Now, safety amplification / value learning has a much, much harder problem: The ground truth is only accessible through examples / very expensive oracle queries (which might be fundamentally unsafe, at very high levels of capability: Don’t let human operators talk to unaligned too-clever AI).
------------
Post-script: Writing this down in clear words made me slightly update against Paul’s amplification schemes eventually growing into a solution. I still think that Paul’s line of research is damn cool and promising, so I’m more playing devil’s advocate here. The possible differential gain for capability in NP problems versus harder-than-NP alignment for this kind of amplification procedure made me slightly more pessimistic about our prospects in general. Moreover, it makes me rather skeptic whether amplification is a net win for safety / alignment in the differential progress view. I want to look more into anomaly detection now, for fun, my own short-term profit and long-term safety.
There is a dynamic like this in amplification, but I don’t think this is quite what happens.

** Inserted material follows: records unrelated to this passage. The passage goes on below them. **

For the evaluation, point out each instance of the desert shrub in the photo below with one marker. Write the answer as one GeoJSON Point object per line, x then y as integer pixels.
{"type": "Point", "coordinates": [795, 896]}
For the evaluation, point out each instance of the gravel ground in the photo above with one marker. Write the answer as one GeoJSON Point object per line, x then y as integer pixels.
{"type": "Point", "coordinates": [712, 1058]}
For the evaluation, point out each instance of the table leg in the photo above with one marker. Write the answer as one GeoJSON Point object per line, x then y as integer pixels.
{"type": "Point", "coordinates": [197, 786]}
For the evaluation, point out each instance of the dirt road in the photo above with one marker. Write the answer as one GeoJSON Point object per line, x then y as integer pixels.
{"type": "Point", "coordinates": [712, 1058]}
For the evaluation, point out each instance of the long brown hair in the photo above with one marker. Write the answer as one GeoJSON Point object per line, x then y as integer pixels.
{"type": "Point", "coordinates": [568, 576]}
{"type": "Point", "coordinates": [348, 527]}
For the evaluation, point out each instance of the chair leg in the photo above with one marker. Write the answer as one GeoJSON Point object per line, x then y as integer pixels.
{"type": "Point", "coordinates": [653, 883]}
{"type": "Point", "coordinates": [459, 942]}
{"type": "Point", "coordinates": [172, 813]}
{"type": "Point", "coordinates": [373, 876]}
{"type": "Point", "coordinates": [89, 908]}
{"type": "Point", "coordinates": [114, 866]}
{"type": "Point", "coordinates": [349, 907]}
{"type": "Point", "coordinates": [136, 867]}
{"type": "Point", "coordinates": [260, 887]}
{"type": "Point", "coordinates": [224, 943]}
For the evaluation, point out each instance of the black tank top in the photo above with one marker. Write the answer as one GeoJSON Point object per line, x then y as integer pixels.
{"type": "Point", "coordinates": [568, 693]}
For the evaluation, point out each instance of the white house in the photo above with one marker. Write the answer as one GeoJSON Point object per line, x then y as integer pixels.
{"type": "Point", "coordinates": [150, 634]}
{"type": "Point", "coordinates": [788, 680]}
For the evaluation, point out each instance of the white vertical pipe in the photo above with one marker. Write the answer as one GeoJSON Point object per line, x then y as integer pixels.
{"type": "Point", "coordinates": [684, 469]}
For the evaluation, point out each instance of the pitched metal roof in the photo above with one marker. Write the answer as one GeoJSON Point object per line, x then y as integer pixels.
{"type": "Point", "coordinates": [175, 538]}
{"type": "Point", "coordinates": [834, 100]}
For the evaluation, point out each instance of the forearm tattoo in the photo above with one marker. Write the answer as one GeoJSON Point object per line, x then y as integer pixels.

In particular, the AI at level i-1 generally isn’t any more expensive than the AI at level i. The main dynamic for punting down is some way of breaking the problem into simpler pieces (security amplification requires you to take out-of-distribution data and, after enough steps, to reduce it to in-distribution subtasks), rather than punting to a weaker but more robust agent.
I do agree with the basic point here though: as you do amplification the distribution shifts, and you need to be able to get a guarantee on a distribution that you can’t sample from. I talk about this problem in this post. It’s clearly pretty hard, but it does look significantly easier than the full problem to me.
I think the “false positives” we care about are a special kind of really bad failure, it’s OK if the agent guesses wrong about what I want as long as it continues to correctly treat its guess as provisional and doesn’t do anything that would be irreversibly bad if the guess is wrong. I’m optimistic that (a) a smarter agent could recognize these failures when it sees them, (b) it’s easy enough to learn a model that never makes such mistakes, (c) we can use some combination of these techniques to actually learn a model that doesn’t make these mistakes. This might well be the diciest part of the scheme.
I don’t like “anomaly detection” as a framing for the problem we care about because that implies some change in some underlying data-generating process, but that’s not necessary to cause a catastrophic failure.
(Sorry if I misunderstood your comment, didn’t read in depth.)